There are some fascinating machine learning topics that aren’t discussed nearly as frequently as they should be. Let’s look at the Dehaene–Changeux model, GeneRec, Leabra, and Wake-sleep algorithm today as part of our “Underrated but intriguing machine learning topics” series.
Dehaene–Changeux Model
Dehaene–Changeux model (DCM) is a neural network-programmed computer model of consciousness’ neural correlates. It was created in 1986 by cognitive neuroscientists Stanislas Dehaene and Jean-Pierre Changeux.
S Dehaene states that for planning and decision-making, reward-dependent learning in neural networks is used. According to Jean-Pierre Changeux, it tries to replicate higher cognitive capabilities, including consciousness, decision-making, and central executive functions in the brain. As per J P Changeux and J P Nadal, it has been utilised to give a prediction framework for inattentional blindness research and the Tower of London test solution.
As an explanatory model of the brain’s emergent processes, including consciousness, the Dehaene-Changeux Model contributed to the research of nonlinearity and self-organised criticality in particular. Boly employed the model to show a link between baseline brain activity and somatosensory perception in people. Philips also employed the DCM in a study of the human brain’s default network’s baseline state of awareness.
GeneRec
According to Randall, GeneRec approximates Almeida-Pineda recurrent back propagation and is a generalisation of the recirculation algorithm. Randall C. O’Reilly further said that GeneRec uses symmetric weights to transfer error signals from the output layer to the hidden layer(s) via recurrent activation flow.
The GeneRec algorithm is similar to the Contrastive Hebbian learning algorithm (CHL, also known as the mean field or Deep Boltzmann machine (DBM) learning algorithm), which performs error-driven learning in recurrently connected networks using locally accessible activation variables. As per Ackley, the Boltzmann distribution can be used to characterise the activation states of stochastic networks. Because the GeneRec family of algorithms contains all known methods for executing error-driven learning, it offers a potential foundation for considering how error-driven learning might be implemented in the brain.
Randall C. O’Reilly concludes that because GeneRec requires symmetric weights but is not itself symmetry preserving, there is no single GeneRec algorithm that is exactly comparable to the Almeida-Pineda technique for backpropagation in recurrent networks.
Leabra
Leabra is a biologically realistic algorithm that is local, error-driven, and associative. It’s a learning model that strikes a compromise between Hebbian and error-driven learning, as well as other network-derived features. This model is significantly impacted by neural network designs and models and contributes to them, as well. When creating a new project in emerging (the successor to PDP++), this approach is the default and is widely used in simulations.

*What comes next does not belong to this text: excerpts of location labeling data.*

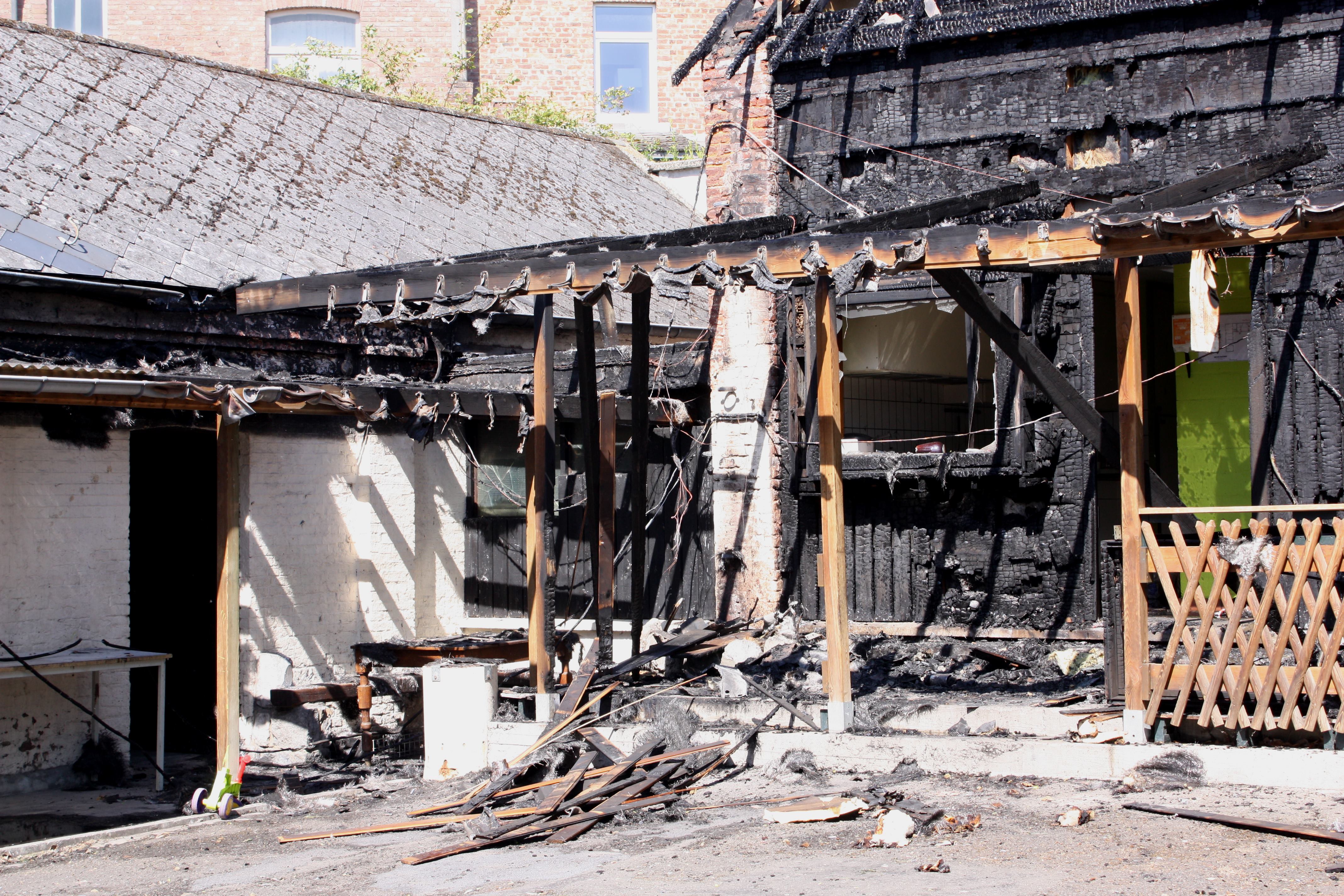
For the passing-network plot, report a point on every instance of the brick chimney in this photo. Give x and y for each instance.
(740, 119)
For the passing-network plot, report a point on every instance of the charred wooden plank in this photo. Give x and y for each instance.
(1031, 361)
(291, 698)
(940, 210)
(1221, 181)
(1039, 244)
(1234, 821)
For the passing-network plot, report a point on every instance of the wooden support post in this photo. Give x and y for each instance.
(1129, 352)
(585, 358)
(365, 700)
(607, 524)
(639, 459)
(226, 596)
(831, 429)
(541, 484)
(607, 319)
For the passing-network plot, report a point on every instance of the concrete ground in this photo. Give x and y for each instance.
(1016, 849)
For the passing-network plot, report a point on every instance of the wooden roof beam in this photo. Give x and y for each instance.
(1034, 244)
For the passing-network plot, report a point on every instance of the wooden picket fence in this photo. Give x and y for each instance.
(1263, 656)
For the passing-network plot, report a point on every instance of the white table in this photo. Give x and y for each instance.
(95, 659)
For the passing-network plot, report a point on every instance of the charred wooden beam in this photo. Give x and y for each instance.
(1222, 181)
(639, 460)
(592, 437)
(1038, 244)
(604, 461)
(764, 27)
(541, 472)
(940, 210)
(842, 37)
(792, 36)
(1031, 361)
(706, 43)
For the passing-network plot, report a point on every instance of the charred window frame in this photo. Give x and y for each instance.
(944, 400)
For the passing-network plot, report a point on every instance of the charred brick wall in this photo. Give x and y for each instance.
(1003, 538)
(1095, 107)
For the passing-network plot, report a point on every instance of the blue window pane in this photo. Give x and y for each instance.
(627, 66)
(91, 17)
(64, 14)
(296, 29)
(624, 18)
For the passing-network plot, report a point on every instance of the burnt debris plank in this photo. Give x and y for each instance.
(560, 792)
(658, 652)
(1234, 821)
(784, 704)
(609, 750)
(542, 827)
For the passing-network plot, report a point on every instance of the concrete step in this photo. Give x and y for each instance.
(999, 755)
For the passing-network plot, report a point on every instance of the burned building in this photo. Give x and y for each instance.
(998, 113)
(140, 190)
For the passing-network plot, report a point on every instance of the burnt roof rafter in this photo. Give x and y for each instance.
(1038, 244)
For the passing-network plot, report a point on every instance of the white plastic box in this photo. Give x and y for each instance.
(460, 702)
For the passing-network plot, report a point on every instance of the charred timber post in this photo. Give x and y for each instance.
(607, 524)
(639, 459)
(226, 597)
(1031, 361)
(831, 420)
(541, 471)
(585, 358)
(1129, 354)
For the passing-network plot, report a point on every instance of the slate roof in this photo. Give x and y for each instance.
(140, 165)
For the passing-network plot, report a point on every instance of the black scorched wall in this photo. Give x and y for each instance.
(1095, 108)
(1005, 538)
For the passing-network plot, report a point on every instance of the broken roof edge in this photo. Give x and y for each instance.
(296, 82)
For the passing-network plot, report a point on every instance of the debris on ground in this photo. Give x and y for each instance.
(1253, 824)
(1073, 661)
(1173, 770)
(1074, 817)
(894, 829)
(816, 809)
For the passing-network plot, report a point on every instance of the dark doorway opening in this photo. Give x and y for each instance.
(172, 584)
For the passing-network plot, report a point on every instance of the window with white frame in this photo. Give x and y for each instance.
(85, 17)
(327, 41)
(624, 50)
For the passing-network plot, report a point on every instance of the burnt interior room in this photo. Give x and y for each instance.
(172, 584)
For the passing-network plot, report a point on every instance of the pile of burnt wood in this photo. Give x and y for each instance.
(601, 784)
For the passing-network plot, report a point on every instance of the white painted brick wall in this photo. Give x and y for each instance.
(65, 562)
(747, 465)
(346, 539)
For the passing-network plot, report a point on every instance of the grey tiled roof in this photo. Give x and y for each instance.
(156, 167)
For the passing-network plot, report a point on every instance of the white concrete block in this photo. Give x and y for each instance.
(460, 703)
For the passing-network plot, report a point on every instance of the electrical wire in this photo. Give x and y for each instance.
(757, 142)
(49, 653)
(87, 710)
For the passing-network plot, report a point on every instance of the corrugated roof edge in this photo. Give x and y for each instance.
(310, 85)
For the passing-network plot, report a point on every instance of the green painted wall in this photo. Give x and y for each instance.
(1213, 405)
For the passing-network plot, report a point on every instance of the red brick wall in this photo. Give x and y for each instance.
(234, 31)
(549, 48)
(740, 174)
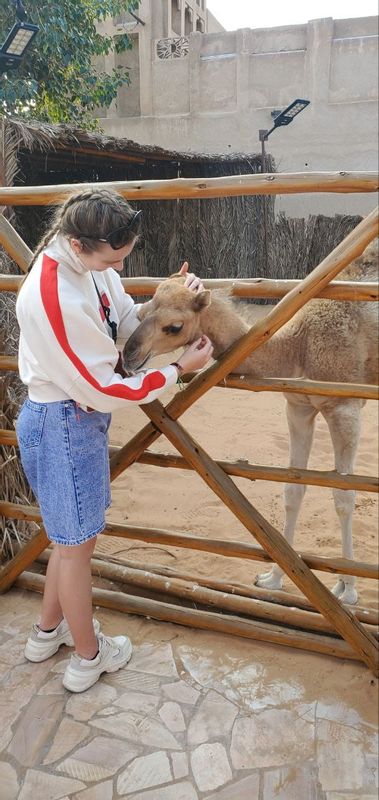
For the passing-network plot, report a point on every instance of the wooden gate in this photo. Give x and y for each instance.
(265, 615)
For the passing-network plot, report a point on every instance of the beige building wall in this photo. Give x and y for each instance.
(212, 92)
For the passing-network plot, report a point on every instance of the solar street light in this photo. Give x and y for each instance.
(283, 118)
(18, 40)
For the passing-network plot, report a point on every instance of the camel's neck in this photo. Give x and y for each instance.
(223, 325)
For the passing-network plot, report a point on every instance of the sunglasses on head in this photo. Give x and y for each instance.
(119, 237)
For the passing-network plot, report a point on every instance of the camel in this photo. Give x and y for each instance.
(325, 341)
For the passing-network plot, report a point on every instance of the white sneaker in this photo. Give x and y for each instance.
(81, 673)
(41, 645)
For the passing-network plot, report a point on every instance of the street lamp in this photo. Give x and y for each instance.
(18, 40)
(284, 118)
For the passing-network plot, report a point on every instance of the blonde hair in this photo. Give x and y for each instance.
(90, 213)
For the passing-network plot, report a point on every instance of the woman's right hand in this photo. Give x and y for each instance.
(197, 355)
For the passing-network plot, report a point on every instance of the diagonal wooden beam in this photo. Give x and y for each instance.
(351, 247)
(362, 642)
(30, 551)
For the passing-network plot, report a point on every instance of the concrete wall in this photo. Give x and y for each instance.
(215, 95)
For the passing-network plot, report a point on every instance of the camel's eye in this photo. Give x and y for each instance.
(172, 328)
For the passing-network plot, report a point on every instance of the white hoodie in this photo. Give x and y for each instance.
(66, 351)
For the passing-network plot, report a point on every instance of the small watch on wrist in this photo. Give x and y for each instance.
(178, 366)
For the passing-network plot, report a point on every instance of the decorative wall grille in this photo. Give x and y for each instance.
(173, 48)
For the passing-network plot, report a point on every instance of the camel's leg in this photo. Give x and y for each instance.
(301, 418)
(344, 422)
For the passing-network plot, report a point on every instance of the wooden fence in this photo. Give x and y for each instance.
(316, 621)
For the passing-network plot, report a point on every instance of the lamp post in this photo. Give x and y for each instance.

The Leabra framework began with a neural network algorithm that captured the essential computational aspects of neocortex neurobiology, which supports various cognitive tasks. Leabra is based directly on the underlying biology of the brain, with a set of scientifically accurate neural processing mechanisms at its heart, arguably more than any other suggested cognitive architecture. Seth concluded that to justify their usage of error backpropagation models, many researchers use Leabra’s work on error-driven learning. Similarly, there are a plethora of abstract computational implementations of the key ideas behind the PBWM model of the prefrontal cortex/basal ganglia working memory (O’Reilly, Herd, & Pauli), which can take advantage of the PBWM model’s biological linkages.
Wake-sleep Algorithm
G. Hinton states that the wake-sleep algorithm is a stochastic multilayer neural network‘s unsupervised learning algorithm. The wake-sleep method aims to learn representations that are simple to describe but allow the input to be reliably rebuilt. As per Geoffrey E, the wake-sleep algorithm is represented graphically as a stack of layers containing data representations. The layers above it represent data from the layer below. There is a recognition weight and a generative weight between each pair of layers, which are taught to increase dependability during the algorithm execution.
The wake-sleep approach is used to train the Helmholtz machine, which is a neural network model. Similarly, the Restricted Boltzmann machine is a form of neural network that uses a conceptually similar approach to train it. Jorg Bornschein suggested that the wake-sleep method is insufficiently powerful for the layers of the inference network to obtain a good estimator of the posterior distribution of latent variables.